## Is 8+4 less than 3? 11% of respondents say Yes!

Shane Frederick shares some observations regarding junk survey responses:

Obviously, some people respond randomly. For open ended questions, it is pretty easy to determine the fraction who do so. In some research I did with online surveys, “asdf” was the most common and “your mama” was 9th. This fraction is small (maybe 1-2%). But the fraction of random responses is harder to identify (and is likely higher) for items with binary and multichotomous response options, since many respondents must realize their random responding can go undetected. Hence, you can’t use the random response rate from open ended questions to assess this. You can do other things to try to estimate it (like ask them “Is 8+4 less than 3?” YES NO). But two problems remain: the fraction saying YES is a blend of random and perverse responding and both of these things vary across items. Dramatically.
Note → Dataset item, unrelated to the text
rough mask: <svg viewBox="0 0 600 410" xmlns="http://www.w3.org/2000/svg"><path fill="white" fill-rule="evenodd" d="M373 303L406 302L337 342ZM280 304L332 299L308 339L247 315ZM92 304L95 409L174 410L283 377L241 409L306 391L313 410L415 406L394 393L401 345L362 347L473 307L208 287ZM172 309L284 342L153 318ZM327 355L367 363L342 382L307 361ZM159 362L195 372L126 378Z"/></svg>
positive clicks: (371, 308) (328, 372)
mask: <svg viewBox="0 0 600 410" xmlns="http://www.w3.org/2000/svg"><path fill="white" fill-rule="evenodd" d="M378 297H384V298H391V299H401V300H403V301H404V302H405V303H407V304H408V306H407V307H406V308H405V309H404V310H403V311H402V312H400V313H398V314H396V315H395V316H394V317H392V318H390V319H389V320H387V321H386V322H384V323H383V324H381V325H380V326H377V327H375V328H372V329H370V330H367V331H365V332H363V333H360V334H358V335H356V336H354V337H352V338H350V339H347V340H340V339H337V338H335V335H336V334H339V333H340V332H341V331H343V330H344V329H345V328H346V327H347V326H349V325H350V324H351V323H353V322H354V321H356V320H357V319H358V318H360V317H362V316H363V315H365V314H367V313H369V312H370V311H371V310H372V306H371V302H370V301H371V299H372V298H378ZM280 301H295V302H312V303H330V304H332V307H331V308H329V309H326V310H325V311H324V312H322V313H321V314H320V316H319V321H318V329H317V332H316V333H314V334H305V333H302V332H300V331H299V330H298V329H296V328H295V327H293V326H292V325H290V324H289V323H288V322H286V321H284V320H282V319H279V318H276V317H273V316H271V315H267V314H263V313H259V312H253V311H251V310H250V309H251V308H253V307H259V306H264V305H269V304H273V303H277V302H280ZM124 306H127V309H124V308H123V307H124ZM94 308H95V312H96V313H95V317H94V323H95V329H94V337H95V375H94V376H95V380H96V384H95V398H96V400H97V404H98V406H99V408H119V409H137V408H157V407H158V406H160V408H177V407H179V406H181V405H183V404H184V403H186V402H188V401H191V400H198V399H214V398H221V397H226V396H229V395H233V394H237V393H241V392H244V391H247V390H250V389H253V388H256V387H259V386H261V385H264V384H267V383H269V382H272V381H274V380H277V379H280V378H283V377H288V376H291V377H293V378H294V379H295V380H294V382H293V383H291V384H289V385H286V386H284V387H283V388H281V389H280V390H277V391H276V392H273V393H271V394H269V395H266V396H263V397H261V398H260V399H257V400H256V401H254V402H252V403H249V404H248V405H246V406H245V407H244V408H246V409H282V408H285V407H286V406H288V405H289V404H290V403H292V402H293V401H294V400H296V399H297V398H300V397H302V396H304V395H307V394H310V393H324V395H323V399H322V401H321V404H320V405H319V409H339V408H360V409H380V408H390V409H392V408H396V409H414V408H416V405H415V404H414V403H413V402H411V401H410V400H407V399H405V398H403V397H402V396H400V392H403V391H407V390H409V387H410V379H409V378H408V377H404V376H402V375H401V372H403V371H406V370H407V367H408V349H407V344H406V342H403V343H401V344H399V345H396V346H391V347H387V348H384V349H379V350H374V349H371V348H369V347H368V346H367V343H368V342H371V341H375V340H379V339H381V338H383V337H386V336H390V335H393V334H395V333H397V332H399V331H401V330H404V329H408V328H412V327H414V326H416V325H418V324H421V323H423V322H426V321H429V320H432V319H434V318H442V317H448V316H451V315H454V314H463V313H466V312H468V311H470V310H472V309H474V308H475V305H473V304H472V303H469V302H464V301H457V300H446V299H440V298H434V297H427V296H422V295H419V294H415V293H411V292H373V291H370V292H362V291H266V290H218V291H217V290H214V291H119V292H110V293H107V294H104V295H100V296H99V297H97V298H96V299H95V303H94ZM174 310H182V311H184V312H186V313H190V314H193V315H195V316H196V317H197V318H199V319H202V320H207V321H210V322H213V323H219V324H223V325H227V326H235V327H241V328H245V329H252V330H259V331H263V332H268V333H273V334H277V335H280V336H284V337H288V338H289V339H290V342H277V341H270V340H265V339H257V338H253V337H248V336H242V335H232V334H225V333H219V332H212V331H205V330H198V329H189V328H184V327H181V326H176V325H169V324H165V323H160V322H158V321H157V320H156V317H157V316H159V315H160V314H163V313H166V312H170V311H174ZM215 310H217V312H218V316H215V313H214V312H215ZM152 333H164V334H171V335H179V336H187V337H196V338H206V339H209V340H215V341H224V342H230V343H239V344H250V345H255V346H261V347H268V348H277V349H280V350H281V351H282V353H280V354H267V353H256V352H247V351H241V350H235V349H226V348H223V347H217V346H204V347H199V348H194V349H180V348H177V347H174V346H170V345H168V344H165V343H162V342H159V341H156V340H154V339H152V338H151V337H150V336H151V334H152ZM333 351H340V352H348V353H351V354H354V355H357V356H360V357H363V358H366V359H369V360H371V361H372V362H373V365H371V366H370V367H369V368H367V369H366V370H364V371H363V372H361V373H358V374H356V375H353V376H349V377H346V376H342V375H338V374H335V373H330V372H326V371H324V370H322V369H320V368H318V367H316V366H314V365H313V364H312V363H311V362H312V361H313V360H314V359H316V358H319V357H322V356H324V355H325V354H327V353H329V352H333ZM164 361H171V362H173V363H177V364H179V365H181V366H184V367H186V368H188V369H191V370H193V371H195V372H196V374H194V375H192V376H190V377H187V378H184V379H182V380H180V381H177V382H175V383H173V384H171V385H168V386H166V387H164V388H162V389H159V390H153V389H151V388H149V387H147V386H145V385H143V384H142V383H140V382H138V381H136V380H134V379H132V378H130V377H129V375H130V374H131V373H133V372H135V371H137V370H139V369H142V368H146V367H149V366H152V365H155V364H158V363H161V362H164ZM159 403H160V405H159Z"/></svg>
I put up a few questions on Google Consumer Surveys with large samples. Random + perverse response rates differ dramatically:

Do you have a fraternal twin? YES NO
4% Yes. *Pretty close to truth*

Do you have an identical twin? YES NO
8% Yes. *Pretty far from truth, but funnier to lie about?*

Is 8+4 less than 3? YES NO
11% Yes. *Profound innumeracy, confusion, or just fucking with me?*

Were you born on the planet Neptune? YES NO
17% Yes. *Perhaps using it metaphorically, as in “My friends say I’m a weird guy”?*

In a recent published paper I [Frederick] averred that you could just multiply the number of people who endorse something crazy by the number of response options to estimate the fraction of random responders. But this is obviously wrong.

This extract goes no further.